Después del debate no fue necesario para los equipos de campaña de los contrarios a López Obrador analizar cuáles propuestas o contrastes funcionaron mejor; en realidad, lo que bastó fue cerciorarse que el líder en las encuestas no está preparado para soportar un ataque constante con argumentos que él mismo ha dado para ser atacado.

Engolosinando con su ventaja, se dedicó mucho tiempo a decir lo que sus distintos públicos querían escuchar sin importarle la coherencia de sus afirmaciones en un lado y otro. De cualquier forma, parecía que todo se le perdonaba, pero no era así, lo que pasa es que andaba en campaña él sólo.

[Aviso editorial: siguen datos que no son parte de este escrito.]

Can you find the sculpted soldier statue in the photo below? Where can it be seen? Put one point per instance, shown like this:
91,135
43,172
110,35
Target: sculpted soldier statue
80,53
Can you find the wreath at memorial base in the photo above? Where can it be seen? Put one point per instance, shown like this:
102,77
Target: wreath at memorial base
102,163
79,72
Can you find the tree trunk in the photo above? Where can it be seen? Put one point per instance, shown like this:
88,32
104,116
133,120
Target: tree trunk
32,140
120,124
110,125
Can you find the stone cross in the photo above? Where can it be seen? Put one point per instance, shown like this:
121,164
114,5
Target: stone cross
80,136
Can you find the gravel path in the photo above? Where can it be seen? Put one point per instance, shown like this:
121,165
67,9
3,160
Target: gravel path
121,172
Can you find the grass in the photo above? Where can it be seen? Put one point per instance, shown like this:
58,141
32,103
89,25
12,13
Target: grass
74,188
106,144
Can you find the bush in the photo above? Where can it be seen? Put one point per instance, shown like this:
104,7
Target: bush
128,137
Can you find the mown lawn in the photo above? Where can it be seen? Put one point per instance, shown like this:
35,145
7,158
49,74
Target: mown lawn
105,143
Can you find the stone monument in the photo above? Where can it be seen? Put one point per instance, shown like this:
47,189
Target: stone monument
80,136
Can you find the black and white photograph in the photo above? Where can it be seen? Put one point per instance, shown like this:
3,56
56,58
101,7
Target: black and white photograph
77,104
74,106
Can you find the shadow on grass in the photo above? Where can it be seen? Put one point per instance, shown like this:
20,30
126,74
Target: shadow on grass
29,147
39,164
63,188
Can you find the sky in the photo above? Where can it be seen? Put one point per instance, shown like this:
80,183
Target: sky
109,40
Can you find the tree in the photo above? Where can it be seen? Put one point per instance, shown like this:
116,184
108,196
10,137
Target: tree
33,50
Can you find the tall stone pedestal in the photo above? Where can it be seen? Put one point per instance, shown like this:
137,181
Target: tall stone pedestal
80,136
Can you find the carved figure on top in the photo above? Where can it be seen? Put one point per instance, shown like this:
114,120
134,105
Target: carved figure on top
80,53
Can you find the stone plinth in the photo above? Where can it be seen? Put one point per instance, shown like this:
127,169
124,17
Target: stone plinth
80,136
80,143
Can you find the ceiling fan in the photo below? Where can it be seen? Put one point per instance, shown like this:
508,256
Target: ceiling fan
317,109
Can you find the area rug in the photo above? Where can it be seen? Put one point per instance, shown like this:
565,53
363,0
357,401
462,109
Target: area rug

Pero en el momento en el que, frente a más de 14 millones de mexicanos, le juntaron todos sus dichos, su balsa empezó a hacer agua. Y lo notaron inmediatamente, así es que, conociendo el lado más débil de AMLO, esa será la estrategia de ahora en adelante. Abrirle muchos flancos, explotar en su contra sus propios dichos y cuestionar el fuero interno del electorado moderado, indeciso, antisistema y conservador, a todos. Sin parar de aquí a finales de junio.

Es más, en su delirio, el de Macuspana se dio el lujo de enviarle mensaje a los criminales con lo de la amnistía porque se sentía Dios.

Para este jueves el berrinche tendría que haber pasado, pero parece que se exacerbó, puesto que el tabasqueño parecía más irritado que nunca y empezó a sacar de la chistera sus cuentos más conocidos de la ‘mafia del poder’, Salinas, etc. Más claro ni el agua, no lo suelten.

Inclusive, cuando se hacía el chistoso porque ya se sentía en la presidencia, llegó a decir que ‘… si eso es ser populista, que me anoten en la lista’, y pues se le concedió. Empezó a correr una campaña sin firma en autobuses del transporte público de la supuesta aparición de una serie televisiva que trata del populismo en América Latina y se ofendió, ¡a chinga, pues él lo pidió!

Sinceramente se vio muy mal descalificando al primero que se le venía a la mente sin saber realmente de dónde viene esa campaña. En realidad, al momento de escribir estas líneas (jueves), nadie sabe bien a bien la paternidad de dicha publicidad y si en realidad será o no una serie de televisión.

Le digo, esto no es una guerra sucia, es una guerra sicológica y está cayendo redondito.

Quizá nunca veremos una serie en la televisión abierta o privada como la que supuestamente se anuncia en algunos camiones, la cosa es empezarlo a hacer enojar y, con ello, hacerlo caer en lo errores de siempre y de ahí a la tercera derrota no hay mucha distancia.

Es tan previsible, que no entiendo cómo sus más cercanos no le advierten, o será que siendo tan autoritario no hace caso de nada ni de nadie, sólo de sus entrañas y esa enfermiza obsesión por el poder.

Creo que el que tendrá que tomar amlodipino pronto, será el que una vez lo recetó.